Las agujas del reloj giran y avanzan sin pausas,
cruelmente, como pequeñas máquinas de tortura perfectamente programadas.
La cama me resulta incómoda, o quizás lo son más los
pensamientos que giran en mi cabeza.
En la madrugada de un domingo suena de fondo alguna
canción, una de esas con sobredosis de recuerdos.
Alguna canción de pereza, la voz de Leiva llega dentro de
mí con un suave ‘llévame al baile’, entra en mi cabeza
e invita a bailar a todos mis recuerdos, los lleva y los trae, los hace girar y
dar volteretas al compás de un piano.
¿Quién sabe por qué ocurren así las cosas? Algún tal vez
hace palpitar alguna cicatriz. Alguna cicatriz causada por todo aquello que
pasó por tu vida y se marchó dejando un vacío.

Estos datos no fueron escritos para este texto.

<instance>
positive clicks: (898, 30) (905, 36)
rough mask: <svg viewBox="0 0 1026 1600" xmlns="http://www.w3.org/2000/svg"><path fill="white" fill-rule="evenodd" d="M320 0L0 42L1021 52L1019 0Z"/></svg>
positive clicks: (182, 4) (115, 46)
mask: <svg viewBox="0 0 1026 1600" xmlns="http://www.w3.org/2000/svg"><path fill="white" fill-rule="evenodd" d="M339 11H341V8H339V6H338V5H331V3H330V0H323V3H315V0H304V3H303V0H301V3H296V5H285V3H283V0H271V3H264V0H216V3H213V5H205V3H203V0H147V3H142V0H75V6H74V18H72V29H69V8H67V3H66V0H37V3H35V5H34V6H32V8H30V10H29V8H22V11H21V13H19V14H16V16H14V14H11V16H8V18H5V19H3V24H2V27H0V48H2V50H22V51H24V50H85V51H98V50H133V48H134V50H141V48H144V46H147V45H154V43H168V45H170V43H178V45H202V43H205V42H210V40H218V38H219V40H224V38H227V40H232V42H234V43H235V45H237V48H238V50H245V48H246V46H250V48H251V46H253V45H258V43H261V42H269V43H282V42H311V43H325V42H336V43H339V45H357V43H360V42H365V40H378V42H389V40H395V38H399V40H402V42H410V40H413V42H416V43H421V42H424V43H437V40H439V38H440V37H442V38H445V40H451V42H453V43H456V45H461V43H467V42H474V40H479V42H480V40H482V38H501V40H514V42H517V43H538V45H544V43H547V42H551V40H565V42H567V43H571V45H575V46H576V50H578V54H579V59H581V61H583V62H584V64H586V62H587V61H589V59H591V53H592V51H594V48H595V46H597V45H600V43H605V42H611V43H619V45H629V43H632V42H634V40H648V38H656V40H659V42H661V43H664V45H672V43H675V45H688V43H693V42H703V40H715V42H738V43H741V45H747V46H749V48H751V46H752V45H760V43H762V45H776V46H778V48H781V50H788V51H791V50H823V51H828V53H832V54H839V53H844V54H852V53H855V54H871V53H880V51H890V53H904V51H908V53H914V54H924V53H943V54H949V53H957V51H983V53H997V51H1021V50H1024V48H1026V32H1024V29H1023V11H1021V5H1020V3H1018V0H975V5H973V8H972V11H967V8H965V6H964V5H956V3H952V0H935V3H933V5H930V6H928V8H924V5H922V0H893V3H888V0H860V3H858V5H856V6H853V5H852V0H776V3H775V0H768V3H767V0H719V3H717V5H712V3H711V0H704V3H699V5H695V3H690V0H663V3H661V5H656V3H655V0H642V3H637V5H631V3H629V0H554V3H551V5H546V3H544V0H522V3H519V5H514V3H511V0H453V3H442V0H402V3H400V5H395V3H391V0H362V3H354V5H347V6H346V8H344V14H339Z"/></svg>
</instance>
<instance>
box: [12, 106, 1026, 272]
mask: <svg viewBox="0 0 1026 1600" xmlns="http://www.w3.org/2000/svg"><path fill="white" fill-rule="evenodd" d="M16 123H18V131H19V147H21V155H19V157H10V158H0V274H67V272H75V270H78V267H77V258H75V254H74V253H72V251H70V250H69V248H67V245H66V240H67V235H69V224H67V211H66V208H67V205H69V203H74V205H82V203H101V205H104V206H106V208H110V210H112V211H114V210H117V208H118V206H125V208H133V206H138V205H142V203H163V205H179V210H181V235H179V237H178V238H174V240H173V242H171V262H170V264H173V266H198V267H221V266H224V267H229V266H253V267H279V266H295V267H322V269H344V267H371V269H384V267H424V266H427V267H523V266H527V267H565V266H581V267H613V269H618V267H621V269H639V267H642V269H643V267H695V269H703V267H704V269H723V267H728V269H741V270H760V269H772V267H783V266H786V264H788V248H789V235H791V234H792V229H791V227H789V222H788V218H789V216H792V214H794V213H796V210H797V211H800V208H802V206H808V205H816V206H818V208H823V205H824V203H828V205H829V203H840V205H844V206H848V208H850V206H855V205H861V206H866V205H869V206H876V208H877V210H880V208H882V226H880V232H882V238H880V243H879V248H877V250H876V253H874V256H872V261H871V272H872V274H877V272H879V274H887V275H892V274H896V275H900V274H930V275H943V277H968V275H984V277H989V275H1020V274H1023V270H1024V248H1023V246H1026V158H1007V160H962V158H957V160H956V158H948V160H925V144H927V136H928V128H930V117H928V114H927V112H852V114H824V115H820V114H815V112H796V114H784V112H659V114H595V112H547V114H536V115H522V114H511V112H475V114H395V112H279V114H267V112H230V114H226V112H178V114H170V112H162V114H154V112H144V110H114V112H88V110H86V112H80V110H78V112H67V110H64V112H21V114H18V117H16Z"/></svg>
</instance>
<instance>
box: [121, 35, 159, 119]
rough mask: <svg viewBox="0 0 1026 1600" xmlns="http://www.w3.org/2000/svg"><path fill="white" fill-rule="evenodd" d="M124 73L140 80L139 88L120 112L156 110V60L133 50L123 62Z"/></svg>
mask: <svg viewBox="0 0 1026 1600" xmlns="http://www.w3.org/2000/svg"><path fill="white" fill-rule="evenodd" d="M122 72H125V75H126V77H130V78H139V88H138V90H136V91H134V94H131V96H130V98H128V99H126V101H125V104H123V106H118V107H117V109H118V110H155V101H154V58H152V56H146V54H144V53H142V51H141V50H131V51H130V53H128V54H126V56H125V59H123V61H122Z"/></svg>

Algún error de esos que cambian completamente el rumbo de
todo, como cuentan del efecto mariposa, todos los pequeños detalles que
marcaron las grandes diferencias, como pequeñas mariposas cuyo aleteo provoca
huracanes en la otra punta del mundo.
Todas las personas que llevamos tatuadas en el alma, nos
guste o no.
Todas las sonrisas que cambiaron nuestra vida y curaron
el dolor.
Y todas las
miradas que calaron el alma en una corchea de alguna canción.